Currently, the Personal Injuries Act of 1948 states that when compensation is considered, the NHS is disregarded and private care needs to be funded. It seems unfair, since we have highly acclaimed NHS services. English damage awards are among the highest in the world, even surpassing many states in the USA, so a cap to damage awards is needed.

Pearson commission in 1978 made recommendations on Tort reform and, though a no-fault scheme was not recommended, the commission held that the New Zealand and Sweden experience should be studied and reviewed.

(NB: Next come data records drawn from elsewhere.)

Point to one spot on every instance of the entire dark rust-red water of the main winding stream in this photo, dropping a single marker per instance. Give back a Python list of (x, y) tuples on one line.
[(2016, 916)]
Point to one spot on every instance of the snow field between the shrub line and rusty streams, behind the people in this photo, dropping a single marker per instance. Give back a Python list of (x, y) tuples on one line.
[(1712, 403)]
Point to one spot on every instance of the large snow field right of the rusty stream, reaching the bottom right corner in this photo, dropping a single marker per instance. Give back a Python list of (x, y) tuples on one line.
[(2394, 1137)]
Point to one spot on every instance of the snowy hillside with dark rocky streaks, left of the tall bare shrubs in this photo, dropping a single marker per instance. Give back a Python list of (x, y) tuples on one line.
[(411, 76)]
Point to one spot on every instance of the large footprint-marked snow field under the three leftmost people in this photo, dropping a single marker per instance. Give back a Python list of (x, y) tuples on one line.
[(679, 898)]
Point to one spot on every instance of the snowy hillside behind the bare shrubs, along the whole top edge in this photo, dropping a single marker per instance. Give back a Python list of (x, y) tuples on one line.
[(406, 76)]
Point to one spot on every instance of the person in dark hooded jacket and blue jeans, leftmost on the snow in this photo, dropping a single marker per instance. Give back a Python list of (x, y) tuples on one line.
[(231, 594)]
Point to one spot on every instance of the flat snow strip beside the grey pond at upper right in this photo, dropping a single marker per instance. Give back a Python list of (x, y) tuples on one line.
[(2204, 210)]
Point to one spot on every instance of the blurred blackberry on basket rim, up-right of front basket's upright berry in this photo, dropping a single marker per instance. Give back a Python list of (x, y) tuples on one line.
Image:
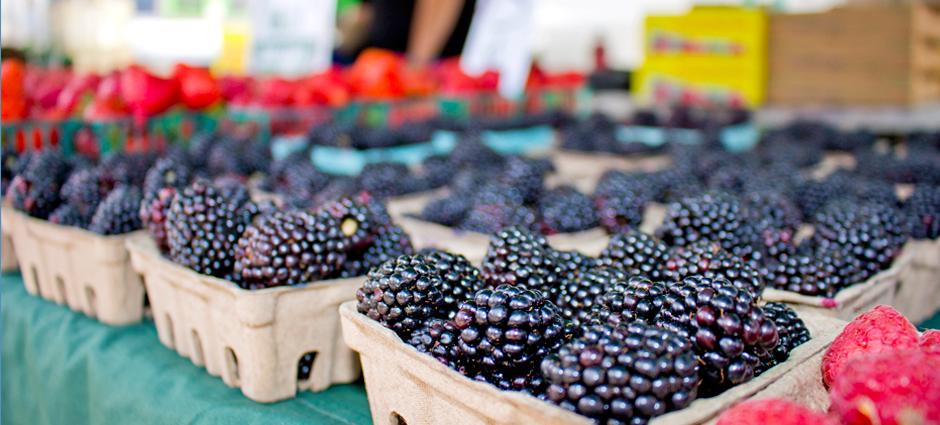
[(565, 210)]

The commission’s main concerns that patients are not aware of the legal or claim systems and can’t afford the former can easily be refuted in present circumstances by the following facts:

  • Active media campaigns by Medical Negligence lawyers including TV, radio and leaflets in hospital
  • No Win No Fee lawyers are offering legal expertise and sometimes offering upfront compensation
  • Recent court cases reveal that courts have not kept a lid on damages – there has been a staggering increase in GP claims inc. for payments up to £8.5 million

People in the government need to take the bull by the horns and first tackle the issue of rising indemnity fees before chalking plans of a 7 day NHS. General practice is on its last legs and the indemnity fee hike will be the final nail in it’s coffin.

Try any other way, but rising indemnity will fail the NHS in perpetuum.